The Fair Housing Act makes it illegal to discriminate in housing based on the following “Protected Classes”:

  • Race
  • Color
  • Religion
  • National Origin,
  • Sex
  • Family Status
  • Disability or Handicap

HUD announced a final rule that took effect October 14, 2016 in which it is a violation of the Fair Housing Act to provide less service, different service, or refusing or discouraging others to rent or sell housing in connection to a person’s response to harassment because of race, color, religion, national origin, sex, family status, or handicap/disability.  This rule applies to developers, landlords, real estate agents, loan officers, appraisers, etc.

A violation includes an owner’s agent, property manager, real estate agent and/or employee, acted in a way that created a hostile environment or engaged in harassment or quid pro quo (this-for-that) in offering housing or providing housing or any level of service related to housing.  The rule defines this as creating, facilitating in the creation of, or failure to act action to remove harassment or a hostile environment.

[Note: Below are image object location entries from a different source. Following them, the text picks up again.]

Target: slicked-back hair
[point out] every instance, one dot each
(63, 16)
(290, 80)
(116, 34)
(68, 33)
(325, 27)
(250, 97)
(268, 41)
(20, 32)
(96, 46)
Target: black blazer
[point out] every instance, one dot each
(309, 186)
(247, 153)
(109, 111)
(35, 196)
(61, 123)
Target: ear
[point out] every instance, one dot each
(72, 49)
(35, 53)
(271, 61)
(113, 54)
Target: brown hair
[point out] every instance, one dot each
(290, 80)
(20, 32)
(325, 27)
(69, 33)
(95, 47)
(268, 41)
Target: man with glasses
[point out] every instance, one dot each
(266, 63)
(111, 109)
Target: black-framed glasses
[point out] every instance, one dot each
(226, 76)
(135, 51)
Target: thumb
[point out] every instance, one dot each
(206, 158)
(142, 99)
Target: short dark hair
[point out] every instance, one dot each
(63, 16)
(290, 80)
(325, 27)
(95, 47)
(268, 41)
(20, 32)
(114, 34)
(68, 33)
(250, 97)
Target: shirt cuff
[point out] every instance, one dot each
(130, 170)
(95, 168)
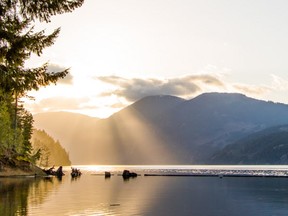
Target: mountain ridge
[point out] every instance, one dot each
(168, 129)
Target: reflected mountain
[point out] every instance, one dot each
(17, 194)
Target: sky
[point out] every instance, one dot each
(120, 51)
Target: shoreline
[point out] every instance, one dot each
(23, 169)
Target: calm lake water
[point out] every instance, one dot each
(93, 194)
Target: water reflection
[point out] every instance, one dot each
(93, 194)
(18, 193)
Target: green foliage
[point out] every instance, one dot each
(18, 41)
(49, 151)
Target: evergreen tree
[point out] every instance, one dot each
(18, 41)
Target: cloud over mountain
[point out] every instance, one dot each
(68, 79)
(136, 88)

A violation includes “Failing to take prompt action to correct and end a discriminatory housing practice by a third-party, where the person knew or should have known of the discriminatory conduct and had the power to correct it. The power to take prompt action to correct and end a discriminatory housing practice by a third-party depends upon the extent of the person’s control or any other legal responsibility the person may have with respect to the conduct of such third-party.”

An example of Quid Pro Quo (this-for-that) is when certain Baltimore City’s public housing employees performed maintenance for public housing tenants only in exchange for sexual favors.   Click here to see a newspaper article reporting this incident  Could such a situation occur with non-public housing providers?

This rule seems to suggest that a landlord needs to be concerned about their vendors’ behavior.  It is unclear to the extent a landlord would be responsible for the actions of its tenants.  Could a landlord could be held liable if he knew, or should have known, that one tenant was harassing another, creating a hostile environment against another tenant, or if one tenant made unwanted sexual advances to another tenant?